If the light from each vacuum tube travels exactly the same distance before it is recombined, the LIGO detectors will not "see" anything -- the system is tuned so that the crests of light beams from one vacuum tube match up with the troughs of the other, creating destructive interference.
But according to Einstein, a gravitational wave will stretch space in one direction and compress it in a perpendicular direction. The effect on the LIGO stations would be to stretch the length of one vacuum tube and slightly shrink the other. Because the laser beams would travel slightly different distances during the passage of a wave, the crests and troughs would no longer match up when the beams are recombined.
The resulting interference pattern can be analyzed to determine exactly how much stretching and shrinking went on. But when it comes to gravitational waves, the effects on local space are truly infinitesimal, making detection a high-technology challenge and a feat Einstein could never have imagined.
To minimize the effects of sound-related vibrations, each vacuum tube in the LIGO system is pumped down to one-trillionth the pressure of Earth's atmosphere at sea level. The resulting vacuum has eight to 10 times fewer atomic particles than the vacuum of space.
To eliminate vibrations from Earth sources, the 88-pound mirrors in the LIGO stations are suspended from the bottom of four pendulums, each using heavy counterweights. Computer controlled actuators damp out the largest vibrations before they can reach the pendulum-supported mirrors.
Finally, the LIGO system features two widely separated observing stations to make sure a local vibration is not misinterpreted. A gravitational wave should be seen by both stations at roughly the same time.
The LIGO equipment, recently upgraded to improve its sensitivity, is capable of detecting stretching and shrinking 10,000 times smaller than the width of a proton. That's sensitive enough to measure the distance to the nearest star to within the width of a human hair.

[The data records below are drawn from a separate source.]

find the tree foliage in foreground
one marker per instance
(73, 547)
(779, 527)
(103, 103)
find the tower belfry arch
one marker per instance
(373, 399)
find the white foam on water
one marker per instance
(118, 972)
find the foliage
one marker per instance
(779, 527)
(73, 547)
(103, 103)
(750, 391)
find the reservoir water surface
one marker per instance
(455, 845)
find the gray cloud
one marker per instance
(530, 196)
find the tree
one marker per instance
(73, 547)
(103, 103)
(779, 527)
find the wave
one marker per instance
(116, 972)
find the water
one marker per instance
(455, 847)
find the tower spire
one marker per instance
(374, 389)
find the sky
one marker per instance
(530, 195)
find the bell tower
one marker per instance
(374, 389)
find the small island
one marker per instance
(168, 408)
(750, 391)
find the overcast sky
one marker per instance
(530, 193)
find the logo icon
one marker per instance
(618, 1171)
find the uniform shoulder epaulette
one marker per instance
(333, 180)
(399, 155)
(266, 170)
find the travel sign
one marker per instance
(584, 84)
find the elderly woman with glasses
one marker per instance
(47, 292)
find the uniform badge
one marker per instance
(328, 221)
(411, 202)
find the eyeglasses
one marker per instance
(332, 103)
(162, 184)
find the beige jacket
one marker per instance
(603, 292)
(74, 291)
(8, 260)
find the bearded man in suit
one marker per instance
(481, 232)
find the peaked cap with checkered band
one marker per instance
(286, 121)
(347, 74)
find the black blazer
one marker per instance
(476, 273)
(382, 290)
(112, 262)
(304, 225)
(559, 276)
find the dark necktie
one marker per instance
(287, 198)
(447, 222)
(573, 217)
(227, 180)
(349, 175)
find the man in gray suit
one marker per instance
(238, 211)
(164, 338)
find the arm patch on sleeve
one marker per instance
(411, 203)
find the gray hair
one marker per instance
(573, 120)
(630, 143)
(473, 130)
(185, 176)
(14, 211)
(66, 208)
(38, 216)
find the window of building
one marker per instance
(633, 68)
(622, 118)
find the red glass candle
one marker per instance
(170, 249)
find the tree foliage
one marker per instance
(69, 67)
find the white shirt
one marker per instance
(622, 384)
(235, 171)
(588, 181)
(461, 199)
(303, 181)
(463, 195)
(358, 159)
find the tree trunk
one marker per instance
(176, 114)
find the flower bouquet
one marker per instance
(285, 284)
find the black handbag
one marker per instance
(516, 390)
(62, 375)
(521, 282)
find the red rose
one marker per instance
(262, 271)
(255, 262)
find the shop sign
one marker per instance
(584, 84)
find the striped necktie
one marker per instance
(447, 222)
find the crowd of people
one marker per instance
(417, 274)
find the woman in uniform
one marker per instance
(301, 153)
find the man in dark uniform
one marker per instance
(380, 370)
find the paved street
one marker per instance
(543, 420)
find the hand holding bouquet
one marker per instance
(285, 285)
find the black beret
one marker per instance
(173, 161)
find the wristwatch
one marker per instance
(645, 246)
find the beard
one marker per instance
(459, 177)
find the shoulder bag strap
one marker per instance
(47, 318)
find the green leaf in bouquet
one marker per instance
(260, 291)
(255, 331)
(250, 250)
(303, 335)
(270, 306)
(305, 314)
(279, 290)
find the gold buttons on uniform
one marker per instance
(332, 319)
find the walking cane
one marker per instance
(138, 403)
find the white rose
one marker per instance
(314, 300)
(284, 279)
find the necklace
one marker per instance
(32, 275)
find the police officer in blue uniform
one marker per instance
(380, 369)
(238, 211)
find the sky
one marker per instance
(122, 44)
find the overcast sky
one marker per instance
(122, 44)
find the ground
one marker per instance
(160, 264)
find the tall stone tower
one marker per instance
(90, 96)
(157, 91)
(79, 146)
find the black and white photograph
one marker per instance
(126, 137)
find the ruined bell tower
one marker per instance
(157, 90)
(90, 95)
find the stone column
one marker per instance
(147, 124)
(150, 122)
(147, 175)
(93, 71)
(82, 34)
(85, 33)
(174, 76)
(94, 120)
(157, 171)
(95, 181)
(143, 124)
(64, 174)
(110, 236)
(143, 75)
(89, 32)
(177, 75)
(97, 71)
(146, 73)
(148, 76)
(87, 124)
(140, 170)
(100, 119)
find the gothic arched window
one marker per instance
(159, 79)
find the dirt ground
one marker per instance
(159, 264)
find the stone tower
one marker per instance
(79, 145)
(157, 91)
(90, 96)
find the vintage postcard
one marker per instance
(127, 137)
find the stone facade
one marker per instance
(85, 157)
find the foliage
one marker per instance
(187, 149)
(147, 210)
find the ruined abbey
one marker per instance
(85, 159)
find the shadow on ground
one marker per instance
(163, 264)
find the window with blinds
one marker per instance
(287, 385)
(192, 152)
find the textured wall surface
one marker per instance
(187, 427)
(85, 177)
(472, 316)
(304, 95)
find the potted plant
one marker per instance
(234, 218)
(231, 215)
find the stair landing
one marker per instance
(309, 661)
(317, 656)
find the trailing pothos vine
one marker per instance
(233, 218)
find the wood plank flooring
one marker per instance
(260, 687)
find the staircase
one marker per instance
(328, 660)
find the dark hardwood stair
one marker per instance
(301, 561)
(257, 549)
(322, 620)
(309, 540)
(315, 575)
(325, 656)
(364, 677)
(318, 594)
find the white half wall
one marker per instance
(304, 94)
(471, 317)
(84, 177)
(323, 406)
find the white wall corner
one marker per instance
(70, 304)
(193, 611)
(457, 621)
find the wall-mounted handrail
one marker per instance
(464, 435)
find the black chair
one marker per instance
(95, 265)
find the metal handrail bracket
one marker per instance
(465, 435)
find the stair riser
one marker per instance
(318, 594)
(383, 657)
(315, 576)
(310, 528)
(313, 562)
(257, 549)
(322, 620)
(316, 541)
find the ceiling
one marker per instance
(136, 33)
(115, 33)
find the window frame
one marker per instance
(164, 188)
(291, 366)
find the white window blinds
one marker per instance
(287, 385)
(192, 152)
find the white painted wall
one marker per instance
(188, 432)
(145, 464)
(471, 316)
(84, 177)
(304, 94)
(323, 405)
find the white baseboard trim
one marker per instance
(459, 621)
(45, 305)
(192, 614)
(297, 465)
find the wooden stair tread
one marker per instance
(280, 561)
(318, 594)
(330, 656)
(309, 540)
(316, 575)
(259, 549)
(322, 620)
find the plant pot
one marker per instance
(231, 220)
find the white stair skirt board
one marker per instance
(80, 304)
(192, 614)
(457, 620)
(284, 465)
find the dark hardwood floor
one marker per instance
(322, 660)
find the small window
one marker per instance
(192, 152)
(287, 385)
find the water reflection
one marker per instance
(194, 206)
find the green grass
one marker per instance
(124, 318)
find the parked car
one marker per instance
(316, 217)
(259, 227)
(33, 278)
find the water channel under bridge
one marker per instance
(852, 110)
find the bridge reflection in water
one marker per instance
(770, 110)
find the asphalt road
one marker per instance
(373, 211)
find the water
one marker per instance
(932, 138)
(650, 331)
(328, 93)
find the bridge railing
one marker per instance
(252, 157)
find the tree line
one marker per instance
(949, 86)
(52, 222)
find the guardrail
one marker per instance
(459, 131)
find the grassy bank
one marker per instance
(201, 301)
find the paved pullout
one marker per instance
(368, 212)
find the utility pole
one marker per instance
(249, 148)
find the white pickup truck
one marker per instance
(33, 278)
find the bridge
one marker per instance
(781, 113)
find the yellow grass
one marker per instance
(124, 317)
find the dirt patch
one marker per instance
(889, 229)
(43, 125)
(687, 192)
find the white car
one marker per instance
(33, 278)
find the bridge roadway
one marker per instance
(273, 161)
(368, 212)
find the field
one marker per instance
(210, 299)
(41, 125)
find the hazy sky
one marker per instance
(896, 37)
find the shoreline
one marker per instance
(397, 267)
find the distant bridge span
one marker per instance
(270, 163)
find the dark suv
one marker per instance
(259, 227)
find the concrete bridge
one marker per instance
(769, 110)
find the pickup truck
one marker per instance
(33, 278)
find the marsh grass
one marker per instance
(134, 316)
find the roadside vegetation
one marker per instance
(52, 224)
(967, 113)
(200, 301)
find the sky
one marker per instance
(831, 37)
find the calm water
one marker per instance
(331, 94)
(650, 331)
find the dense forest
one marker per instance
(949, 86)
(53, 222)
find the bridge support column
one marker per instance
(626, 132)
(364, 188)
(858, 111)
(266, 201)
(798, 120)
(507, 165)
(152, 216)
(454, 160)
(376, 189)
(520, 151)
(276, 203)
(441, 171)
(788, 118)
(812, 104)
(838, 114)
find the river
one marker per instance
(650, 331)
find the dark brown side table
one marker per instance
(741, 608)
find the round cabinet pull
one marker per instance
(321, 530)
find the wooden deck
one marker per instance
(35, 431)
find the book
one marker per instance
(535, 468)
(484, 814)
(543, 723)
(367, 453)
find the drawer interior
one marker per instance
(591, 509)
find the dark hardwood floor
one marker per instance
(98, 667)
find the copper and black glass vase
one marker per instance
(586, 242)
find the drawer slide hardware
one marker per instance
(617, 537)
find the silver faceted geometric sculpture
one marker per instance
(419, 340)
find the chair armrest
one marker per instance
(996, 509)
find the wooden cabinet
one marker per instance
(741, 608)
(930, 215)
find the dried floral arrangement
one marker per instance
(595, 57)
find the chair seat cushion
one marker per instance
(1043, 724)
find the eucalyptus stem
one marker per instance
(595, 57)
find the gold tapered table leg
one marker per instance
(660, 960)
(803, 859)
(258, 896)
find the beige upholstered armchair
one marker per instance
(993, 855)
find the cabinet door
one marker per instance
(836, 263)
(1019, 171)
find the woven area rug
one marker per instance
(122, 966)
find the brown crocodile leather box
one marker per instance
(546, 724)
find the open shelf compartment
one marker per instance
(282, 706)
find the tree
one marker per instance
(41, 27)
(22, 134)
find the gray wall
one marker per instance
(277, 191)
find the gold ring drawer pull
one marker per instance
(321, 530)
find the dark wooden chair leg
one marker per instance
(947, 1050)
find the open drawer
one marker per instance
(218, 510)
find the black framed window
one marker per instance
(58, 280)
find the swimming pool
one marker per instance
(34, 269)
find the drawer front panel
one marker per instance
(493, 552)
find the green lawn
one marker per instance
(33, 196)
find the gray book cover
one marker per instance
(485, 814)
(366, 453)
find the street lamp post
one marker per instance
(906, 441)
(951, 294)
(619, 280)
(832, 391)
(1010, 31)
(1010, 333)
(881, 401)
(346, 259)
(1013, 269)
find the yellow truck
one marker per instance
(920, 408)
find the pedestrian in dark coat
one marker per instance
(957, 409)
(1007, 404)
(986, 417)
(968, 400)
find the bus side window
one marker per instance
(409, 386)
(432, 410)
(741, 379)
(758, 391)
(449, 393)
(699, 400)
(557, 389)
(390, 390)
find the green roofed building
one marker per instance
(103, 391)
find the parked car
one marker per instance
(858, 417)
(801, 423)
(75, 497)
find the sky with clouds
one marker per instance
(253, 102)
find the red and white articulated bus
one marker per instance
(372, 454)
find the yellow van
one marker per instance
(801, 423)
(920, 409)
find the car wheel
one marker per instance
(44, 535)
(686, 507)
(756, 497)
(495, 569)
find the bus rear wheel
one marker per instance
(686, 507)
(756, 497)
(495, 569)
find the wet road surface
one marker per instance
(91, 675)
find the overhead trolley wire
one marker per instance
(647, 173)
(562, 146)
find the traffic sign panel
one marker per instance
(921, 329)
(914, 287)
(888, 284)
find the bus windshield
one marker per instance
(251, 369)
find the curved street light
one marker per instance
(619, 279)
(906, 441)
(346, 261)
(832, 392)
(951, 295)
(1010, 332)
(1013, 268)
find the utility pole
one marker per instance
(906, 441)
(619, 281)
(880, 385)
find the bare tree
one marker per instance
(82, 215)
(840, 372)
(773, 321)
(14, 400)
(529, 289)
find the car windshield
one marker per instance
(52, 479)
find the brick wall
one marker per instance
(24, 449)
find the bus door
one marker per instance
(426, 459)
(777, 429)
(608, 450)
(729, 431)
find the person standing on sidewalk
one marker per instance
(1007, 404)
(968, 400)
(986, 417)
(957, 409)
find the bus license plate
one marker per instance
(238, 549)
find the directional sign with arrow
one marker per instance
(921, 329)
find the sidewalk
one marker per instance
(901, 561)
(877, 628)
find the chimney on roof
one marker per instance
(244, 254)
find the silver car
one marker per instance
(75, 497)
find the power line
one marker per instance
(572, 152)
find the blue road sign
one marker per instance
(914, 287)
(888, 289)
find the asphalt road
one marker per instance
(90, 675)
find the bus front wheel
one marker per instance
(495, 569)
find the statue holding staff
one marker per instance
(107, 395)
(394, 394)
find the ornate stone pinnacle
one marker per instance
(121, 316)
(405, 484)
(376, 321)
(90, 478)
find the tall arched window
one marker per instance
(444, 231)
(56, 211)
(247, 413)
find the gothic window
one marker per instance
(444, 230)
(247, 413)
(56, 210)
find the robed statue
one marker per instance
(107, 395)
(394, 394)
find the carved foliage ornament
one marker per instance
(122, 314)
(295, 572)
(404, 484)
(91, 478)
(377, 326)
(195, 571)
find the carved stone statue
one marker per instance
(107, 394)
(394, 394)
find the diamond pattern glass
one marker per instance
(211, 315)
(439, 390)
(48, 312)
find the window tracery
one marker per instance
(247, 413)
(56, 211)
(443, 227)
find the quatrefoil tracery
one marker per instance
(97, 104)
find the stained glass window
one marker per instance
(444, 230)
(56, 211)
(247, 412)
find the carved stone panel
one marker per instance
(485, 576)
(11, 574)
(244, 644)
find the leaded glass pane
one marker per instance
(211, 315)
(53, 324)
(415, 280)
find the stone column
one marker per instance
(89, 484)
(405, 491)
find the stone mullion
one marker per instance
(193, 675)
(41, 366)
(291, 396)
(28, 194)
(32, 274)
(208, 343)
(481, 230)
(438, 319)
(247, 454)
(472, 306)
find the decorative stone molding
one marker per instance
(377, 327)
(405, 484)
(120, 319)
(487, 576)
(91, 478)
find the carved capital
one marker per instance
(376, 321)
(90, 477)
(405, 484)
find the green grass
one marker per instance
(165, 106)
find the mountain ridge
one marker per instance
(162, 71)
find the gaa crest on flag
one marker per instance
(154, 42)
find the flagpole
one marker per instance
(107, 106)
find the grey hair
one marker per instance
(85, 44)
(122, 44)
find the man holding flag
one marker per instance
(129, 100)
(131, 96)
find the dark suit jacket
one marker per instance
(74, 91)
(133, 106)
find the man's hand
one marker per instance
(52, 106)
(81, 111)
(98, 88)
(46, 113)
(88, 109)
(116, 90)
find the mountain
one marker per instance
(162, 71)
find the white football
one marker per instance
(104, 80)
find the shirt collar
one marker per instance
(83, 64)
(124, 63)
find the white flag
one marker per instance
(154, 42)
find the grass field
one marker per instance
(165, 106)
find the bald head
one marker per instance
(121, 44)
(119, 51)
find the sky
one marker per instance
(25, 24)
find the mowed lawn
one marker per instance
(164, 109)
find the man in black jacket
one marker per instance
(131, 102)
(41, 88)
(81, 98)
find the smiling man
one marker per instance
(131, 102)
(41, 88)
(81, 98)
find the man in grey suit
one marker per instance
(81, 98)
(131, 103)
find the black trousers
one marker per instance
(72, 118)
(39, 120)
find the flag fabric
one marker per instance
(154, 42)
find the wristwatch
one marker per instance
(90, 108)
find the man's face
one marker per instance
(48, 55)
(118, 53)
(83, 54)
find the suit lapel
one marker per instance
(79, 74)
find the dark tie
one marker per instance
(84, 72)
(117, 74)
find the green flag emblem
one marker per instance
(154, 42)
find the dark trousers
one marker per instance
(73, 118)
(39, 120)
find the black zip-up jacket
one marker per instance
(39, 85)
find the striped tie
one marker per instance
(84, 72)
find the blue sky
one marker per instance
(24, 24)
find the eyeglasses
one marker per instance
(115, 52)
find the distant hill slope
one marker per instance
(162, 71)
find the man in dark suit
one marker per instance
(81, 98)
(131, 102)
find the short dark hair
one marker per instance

On Sept. 14, 2015, the laser beams in the two LIGO facilities recorded just such a change.
Just as it took 100 years to prove Einstein's theory correct, Larson said it could take just as long to figure out what impact the discovery might have on everyday life.
"Science is just now understanding this, and so we're going to spend the next 100 years thinking hard about it, and maybe 100 years from now my and your great grandchildren will have some notion that this is important in their everyday lives," he said.
Scientists have said LIGO or similar observatories might someday be able to detect gravitational waves created by the big bang birth of the universe.